The honest counter-case. Claude Code is the best tool in the category, and there are still real open problems.

Cross-repo reasoning. The implicit-contract problem I wrote about in when not to use Composer 2.5 applies inside Claude Code too. The agent reasons cleanly within the current repo; reasoning that crosses repository boundaries is patchy. The workaround — load the consumer repos into context, or use the 1M context Opus to load everything at once — works but is expensive.

Latency on long sessions. Sessions that have been open for several hours, with substantial conversation history, become noticeably slower per response. Some of this is unavoidable context-management overhead; some of it is recoverable through better session hygiene. Either way, the long-session UX is the rough edge that still hurts.

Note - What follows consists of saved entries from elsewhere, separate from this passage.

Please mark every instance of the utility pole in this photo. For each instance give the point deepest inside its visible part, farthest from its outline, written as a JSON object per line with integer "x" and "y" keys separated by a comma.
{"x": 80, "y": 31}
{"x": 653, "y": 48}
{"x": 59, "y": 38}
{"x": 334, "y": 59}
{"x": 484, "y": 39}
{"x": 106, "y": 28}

Cost predictability. A session that takes a wrong turn early can rack up a token bill that the user does not see coming. The cost-observability work in the Composer 2.5 cost-engineering playbook applies here directly, and most teams have not done it yet.

The seam between memory and security. Memory is powerful and dangerous in the same breath. The discipline of what gets persisted and what does not has not yet been worked out at the industry level; expect production incidents over the next six months as teams figure out the seam by trial and error.

The Practitioner's Take

The honest summary on Claude Code at nine months is that it has crossed the threshold from "interesting tool" to "production infrastructure." The teams that have built the four-layer stack — CLAUDE.md, skills, hooks, sub-agents — are shipping code at a materially different rate than the teams that are still using it as a fancy chat interface. The delta is not small, and it is not subjective; it shows up in PR throughput, in cycle time, in the share of work that ships without a human in the inner loop.

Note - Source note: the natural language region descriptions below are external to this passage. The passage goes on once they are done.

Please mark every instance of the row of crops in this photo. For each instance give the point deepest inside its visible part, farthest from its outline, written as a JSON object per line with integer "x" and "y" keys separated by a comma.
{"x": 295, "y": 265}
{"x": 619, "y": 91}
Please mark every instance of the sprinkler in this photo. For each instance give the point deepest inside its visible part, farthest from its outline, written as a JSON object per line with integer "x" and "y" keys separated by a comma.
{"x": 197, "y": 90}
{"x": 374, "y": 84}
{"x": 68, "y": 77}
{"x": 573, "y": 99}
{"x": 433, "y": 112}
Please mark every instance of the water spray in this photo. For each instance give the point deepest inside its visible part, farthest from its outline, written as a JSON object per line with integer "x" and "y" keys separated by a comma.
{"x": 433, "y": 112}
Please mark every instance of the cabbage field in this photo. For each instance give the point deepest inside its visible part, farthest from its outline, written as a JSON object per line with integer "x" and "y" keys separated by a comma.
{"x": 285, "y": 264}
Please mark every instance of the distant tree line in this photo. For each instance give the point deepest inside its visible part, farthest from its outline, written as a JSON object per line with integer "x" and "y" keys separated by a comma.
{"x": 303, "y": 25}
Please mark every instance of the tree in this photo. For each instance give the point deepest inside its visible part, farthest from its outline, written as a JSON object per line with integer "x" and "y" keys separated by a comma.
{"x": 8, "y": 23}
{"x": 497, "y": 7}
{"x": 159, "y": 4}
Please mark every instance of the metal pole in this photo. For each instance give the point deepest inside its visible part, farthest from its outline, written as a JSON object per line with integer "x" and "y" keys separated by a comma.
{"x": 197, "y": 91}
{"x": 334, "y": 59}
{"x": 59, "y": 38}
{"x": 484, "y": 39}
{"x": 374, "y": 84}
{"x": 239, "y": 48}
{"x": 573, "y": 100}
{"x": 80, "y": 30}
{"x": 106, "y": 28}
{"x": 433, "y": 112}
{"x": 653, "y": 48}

The interesting engineering work is the same as it has been across every wave of dev tooling — the architecture around the tool, not the tool itself. Claude Code is the LSP equivalent for this generation of dev tooling: a substrate that becomes more powerful the better the surrounding infrastructure is. The teams that invest in the surrounding infrastructure capture the value; the teams that wait for the tool to be impressive on its own watch the others compound.

The boundary will move again in the next nine months — newer models, newer features, newer patterns. The architecture that holds up is the one that treats Claude Code as infrastructure and builds the rest of the stack to match. The teams that ship the stack capture the saving; the teams that ship the tool by itself spend the same money and get less out.